# Knots



## denick (Feb 13, 2006)

Do you know how to tie knots correctly? 

Tie them that if something happened you were sure you did it right?

Is there a knot that you use as a standard when working?

I know with slings and chain rope isn't used as much but you never know. 

Anyone use wire rope slings?

Cleaning out a box I found my copy of "Bob's Rigging & Crane Handbook" no knots in it but a good book if you pick loads that are an unusual shape or weight. And how to sling anything.


----------



## rino1494 (Jan 31, 2006)

I know how to tie my shoes.


----------



## jmic (Dec 10, 2005)

rino1494 said:


> I know how to tie my shoes.


Rino took the words right out of my finger tips:laughing:


----------



## Teetorbilt (Feb 12, 2004)

The Ashley Book of Knots is the bible for sailors and others, an unbelievable book.


----------



## tnmtn (Dec 15, 2006)

i have done my share of knots. monkey fists, braids backbraids, fenders ect. the basic truckers hitch seems to be the one i notice using the most.


----------



## PipeGuy (Oct 8, 2004)

denick said:


> Do you know how to tie knots correctly?

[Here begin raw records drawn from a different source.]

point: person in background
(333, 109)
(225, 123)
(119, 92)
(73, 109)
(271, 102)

Bowline, french bowline, clove hitch, reef knot, norwegian spindle hitch...you name it.

I pretty much grew up on sailboats with a dad who fancied himself a regular "old man of the sea" and wouldn't have a kid with less than good seamanship skills.


----------



## Teetorbilt (Feb 12, 2004)

Same as you Rich. Lots of free hours standing watch during trans-Atlantic's. Knowing knots will save your life at sea.


----------



## Duff (Apr 4, 2006)

Four years as a Navy Deep Sea Diver (in my younger days) I learned and tied a number of different knots ... by far the most often used was the bowline. Fast, strong and reliable.


----------



## Joasis (Mar 28, 2006)

I can put knots in my extension cords no one can un tie! Top that one!

I actually learned several in the quest for a merit badge...lucky if I can remember now how to tie a square knot.


----------



## tgeb (Feb 9, 2006)

I was always fascinated by knots, and how some could hold strong and still be able to be untied easily.

I never learned about tying techniques, just stumbled upon methods that worked OK for what was needed at the time.

I recently happened upon this web site,
http://www.animatedknots.com/index.php?LogoImage=LogoAlleghenyOutdoors.jpg

This shows about every knot known to man and how to tie it, real interesting. Now if I could just get some time to study it I might learn something.


----------



## jmic (Dec 10, 2005)

I haven't tied a knot since last year when I learned how to tie my shoes.:laughing:


----------



## denick (Feb 13, 2006)

Why now after all these years Joe!

Your wife put her foot down. "No TV if you can't tie your shoe's before you grandchild can" ???


----------



## rino1494 (Jan 31, 2006)

denick said:


> Why now after all these years Joe!


He is used to wearing those shoes with velcro.


----------